When it comes to writing, I’m a bit of a traditionalist (and, frankly, snob;). I like the Oxford comma and I’m particularly fond of using “e.g.” and “i.e.”. However, in my recent past and current role, such things are frowned upon. As a matter of style guide writing convention, we prefer “for example” instead of “e.g.” Policies like this always make me bristle a bit; especially when the answer to “Why are we writing in this less formal manner?” is along the lines of “It’s policy.”
However, I now have easily adapted to the practice of writing “for example” and have quickly dropped the “e.g.” from my writing. It’s almost like a bit magically flipped, but it wasn’t without the initial trepidation. What was the trick? Quite simply, I learned the true “why.” I asked about this practice during “on boarding” a few weeks ago, and rather than getting the same old meaningless “it’s policy” response, I instead received a logical explanation. It turns out that we’re starting to translate many of our papers into other (non-English) languages, and it’s simply much easier to automate those translations if one uses actual words instead of (correct or incorrect) uses of “e.g.” and “i.e.”! This is a brilliant, simple example of what I think many organizations fail to realize about communicating policies.
This example really brought to mind the research study, “Compliance with Information Security Policies: An Empirical Investigation,” published in the IEEE Computer Society journal back in 2010. In the article, they talk about the importance of people wanting to comply with policies and tricks that can be used to lower that bar to acceptance and conformance. Fundamentally, if people understand the “why” behind a policy, then they are far more likely to accept it and conform. If, instead, they get the meaningless “it’s policy” response to their questions, then it will naturally foster a resistance to change.
I used to reference this study quite frequently when I worked as a consultant in the GRC space. A good GRC product will not only publish policies, but will also provide better contextual information for the policies and their rationales. Moreover, the policy content no longer needs to be focused on prose (as the dusty tomes of old have used), but instead can be oriented toward being highly searchable, and thus should simply focus on a) concisely communicating the requirement and expected level of performance, and b) communicating the rationale for the requirements, up to and including a (very) brief risk analysis statement.
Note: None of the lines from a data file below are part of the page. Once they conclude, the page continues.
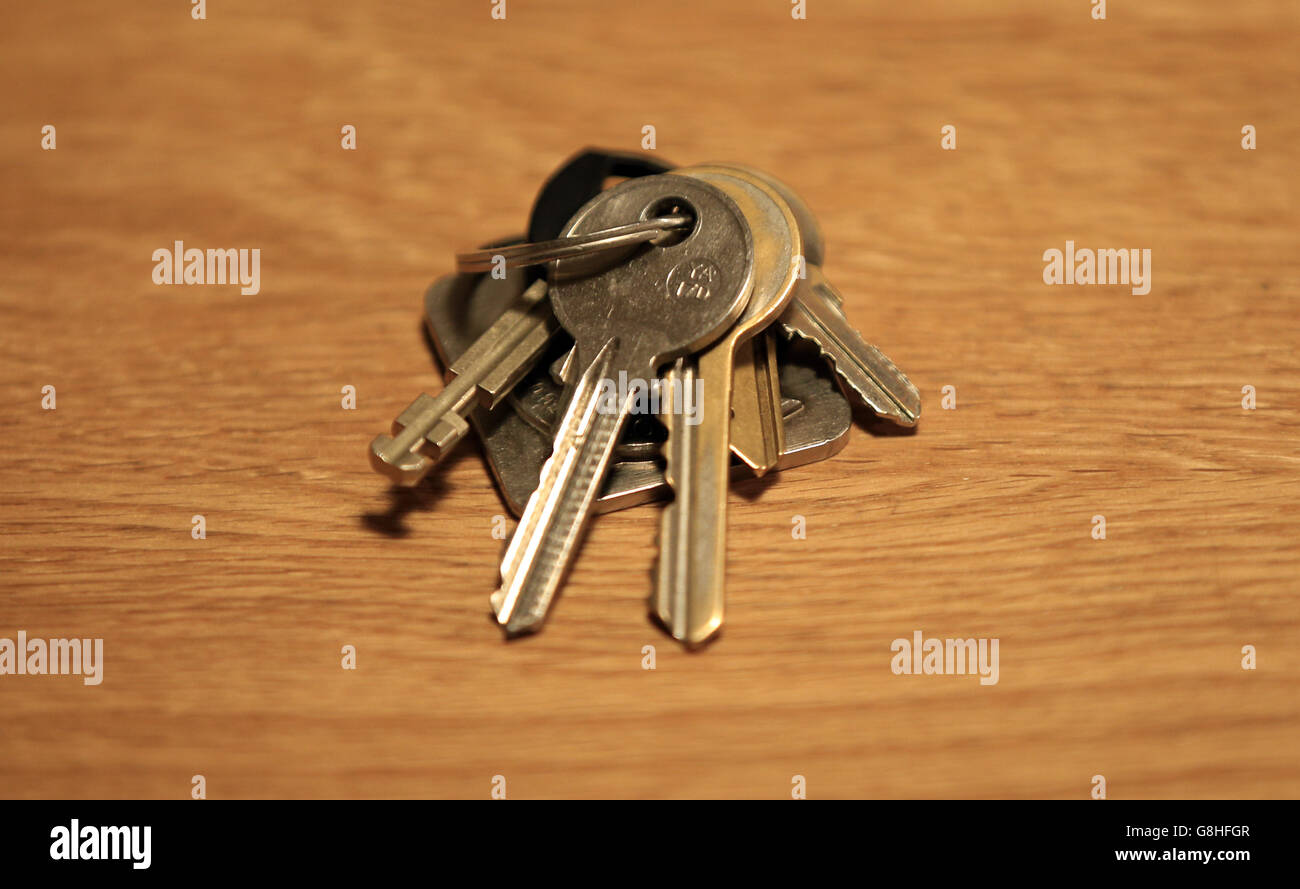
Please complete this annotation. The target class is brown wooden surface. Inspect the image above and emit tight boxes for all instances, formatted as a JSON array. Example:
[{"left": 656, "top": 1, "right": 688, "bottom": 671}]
[{"left": 1, "top": 1, "right": 1297, "bottom": 799}]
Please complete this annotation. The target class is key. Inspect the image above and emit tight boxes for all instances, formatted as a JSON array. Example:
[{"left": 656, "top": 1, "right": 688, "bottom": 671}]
[
  {"left": 533, "top": 156, "right": 794, "bottom": 473},
  {"left": 491, "top": 175, "right": 754, "bottom": 636},
  {"left": 687, "top": 164, "right": 807, "bottom": 475},
  {"left": 651, "top": 167, "right": 803, "bottom": 647},
  {"left": 779, "top": 265, "right": 922, "bottom": 426},
  {"left": 369, "top": 277, "right": 560, "bottom": 484}
]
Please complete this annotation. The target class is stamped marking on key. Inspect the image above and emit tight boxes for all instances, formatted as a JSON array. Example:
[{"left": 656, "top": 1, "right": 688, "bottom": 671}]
[{"left": 666, "top": 259, "right": 721, "bottom": 300}]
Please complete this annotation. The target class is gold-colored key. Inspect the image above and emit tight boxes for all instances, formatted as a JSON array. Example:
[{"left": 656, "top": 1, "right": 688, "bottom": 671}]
[
  {"left": 710, "top": 165, "right": 817, "bottom": 476},
  {"left": 729, "top": 331, "right": 785, "bottom": 476},
  {"left": 724, "top": 165, "right": 922, "bottom": 427},
  {"left": 652, "top": 166, "right": 804, "bottom": 647}
]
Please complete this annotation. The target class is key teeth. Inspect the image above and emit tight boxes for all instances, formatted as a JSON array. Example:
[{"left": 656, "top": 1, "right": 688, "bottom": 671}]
[
  {"left": 777, "top": 320, "right": 922, "bottom": 426},
  {"left": 426, "top": 413, "right": 471, "bottom": 454}
]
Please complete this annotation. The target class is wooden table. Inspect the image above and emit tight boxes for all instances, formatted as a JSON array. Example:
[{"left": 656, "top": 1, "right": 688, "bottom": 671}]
[{"left": 2, "top": 0, "right": 1296, "bottom": 799}]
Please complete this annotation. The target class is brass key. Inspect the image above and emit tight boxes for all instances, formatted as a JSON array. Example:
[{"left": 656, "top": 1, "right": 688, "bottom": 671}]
[{"left": 652, "top": 167, "right": 803, "bottom": 647}]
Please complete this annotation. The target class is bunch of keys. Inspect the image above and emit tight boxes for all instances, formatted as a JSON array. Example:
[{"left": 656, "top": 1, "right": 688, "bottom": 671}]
[{"left": 369, "top": 150, "right": 921, "bottom": 648}]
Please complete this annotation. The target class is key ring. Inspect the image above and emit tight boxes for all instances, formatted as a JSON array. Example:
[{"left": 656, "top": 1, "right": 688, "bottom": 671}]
[{"left": 454, "top": 213, "right": 692, "bottom": 274}]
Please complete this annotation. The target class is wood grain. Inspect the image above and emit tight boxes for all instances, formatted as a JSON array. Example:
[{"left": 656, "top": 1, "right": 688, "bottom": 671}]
[{"left": 1, "top": 0, "right": 1297, "bottom": 799}]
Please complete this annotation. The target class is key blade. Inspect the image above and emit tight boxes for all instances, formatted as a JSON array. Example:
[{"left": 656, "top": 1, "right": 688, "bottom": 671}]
[
  {"left": 652, "top": 352, "right": 732, "bottom": 648},
  {"left": 493, "top": 339, "right": 624, "bottom": 636},
  {"left": 654, "top": 359, "right": 714, "bottom": 645},
  {"left": 729, "top": 333, "right": 785, "bottom": 475},
  {"left": 460, "top": 280, "right": 558, "bottom": 408},
  {"left": 370, "top": 390, "right": 473, "bottom": 485},
  {"left": 369, "top": 280, "right": 557, "bottom": 485},
  {"left": 779, "top": 269, "right": 922, "bottom": 426}
]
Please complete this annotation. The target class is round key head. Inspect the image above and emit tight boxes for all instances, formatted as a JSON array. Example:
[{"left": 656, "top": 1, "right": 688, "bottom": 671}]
[
  {"left": 699, "top": 162, "right": 824, "bottom": 267},
  {"left": 671, "top": 167, "right": 803, "bottom": 334},
  {"left": 549, "top": 175, "right": 754, "bottom": 370}
]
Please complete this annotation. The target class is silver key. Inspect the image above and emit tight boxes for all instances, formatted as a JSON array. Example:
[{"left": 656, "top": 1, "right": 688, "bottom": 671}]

- Requirement: All passwords must have a minimum length of 12 characters, and should not be based on a single, easily-guessed word.
- Reason: The average length of an English word is slightly more than 5 characters. Setting a 12 character minimum encourages the use of 2 or more words, including spaces.
- Risk Analysis: The primary goal of requiring “strong” passwords is to reduce guessability. Most authentication systems are protected by several other security mechanisms that reduce the number of password failures and retries that can be attempted. Requiring a password of at least 12 characters greatly diminishes the ease of guessing within a few attempts a correct password, thus allowing the other protective measures to engage and prevent an account from being compromised.
This is a simple example, and one that could easily be made all that much better by spending a little more time refining it (especially the language in the risk analysis – for example, what’s the business impact?). Consider, however, that this is just one small change that can lead to broader cultural change. Simply making sure that every policy-related question is answered with a reasonable rationale can go a long way toward increasing human acceptance of the need for change. And, once you get that ball rolling, you might be surprised by where it may lead.
To close this post out, consider this (somewhat dated) post from Seth Godin back in 2010: “Resilience and the incredible power of slow change.” In it, he emphasizes that we set reasonable expectations for how quickly change can/will occur. It’s a good reminder that we cannot expect the world to change overnight, and that changes we see today were almost certainly set into motion long ago. This notion also ties well into Gartner’s recent research “Security Vision 2020.”